Le débiteur en liquidation judiciaire conserve la qualité pour intenter seul une action en divorce ou y défendre. Aussi, le liquidateur qui entend rendre inopposable à la procédure l’abandon, à titre de prestation compensatoire, d’un bien personnel du débiteur marié sous le régime de la séparation des biens qui a été décidé par le juge du divorce doit exercer une tierce opposition contre cette disposition du jugement de divorce.

Le dessaisissement du débiteur en liquidation judiciaire constitue la perte pour ce dernier de ses prérogatives patrimoniales, lesquelles sont transférées au liquidateur le temps de la procédure (C. com., art. L. 641-9). Pour autant, la force du dessaisissement est parfois relative et certains droits ayant une incidence patrimoniale sont conservés par le débiteur.
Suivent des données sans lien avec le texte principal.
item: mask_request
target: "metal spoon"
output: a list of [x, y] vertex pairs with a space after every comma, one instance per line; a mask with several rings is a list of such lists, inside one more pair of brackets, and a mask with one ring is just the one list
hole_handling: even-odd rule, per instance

Tel est le cas des droits qualifiés de « personnels ».

Si leur exercice est réservé au débiteur, c’est qu’ils comportent des considérations personnelles, morales et familiales trop importantes pour qu’ils soient exercés par un tiers et donc par le liquidateur. Admettre le contraire conduirait à l’établissement de situations cocasses. Imaginons un liquidateur divorcer en lieu et place du débiteur ! Figurons-nous encore un liquidateur se constituer partie civile pour le débiteur victime d’un fait infractionnel ! Cela étant, si le débiteur a seul qualité pour exercer ces droits, leurs conséquences patrimoniales sont, quant à elles, soumises au dessaisissement, ce qui justifie l’association du liquidateur à l’action du débiteur dans certaines hypothèses.

À ce propos, les incidences patrimoniales potentiellement importantes induites par le divorce offrent un terreau de discussions fertile quant au jeu du dessaisissement en ce domaine. Au gré des arrêts de la Cour de cassation, un véritable régime du divorce du débiteur en liquidation judiciaire s’est construit et l’arrêt ici rapporté apporte sa pierre à l’édifice.

En l’espèce, deux époux mariés sous le régime de la séparation de biens ont acquis en indivision un immeuble. Le mari est placé en liquidation judiciaire courant 2008 et le divorce prononcé par un jugement du 9 septembre 2010. Un arrêt du 14 septembre 2011, rectifié le 14 novembre 2012, sans la présence du liquidateur à cette instance, a accordé à l’ex-épouse une prestation compensatoire en capital de 95 000 € sous la forme de l’abandon par le mari de sa part indivise dans l’immeuble précité.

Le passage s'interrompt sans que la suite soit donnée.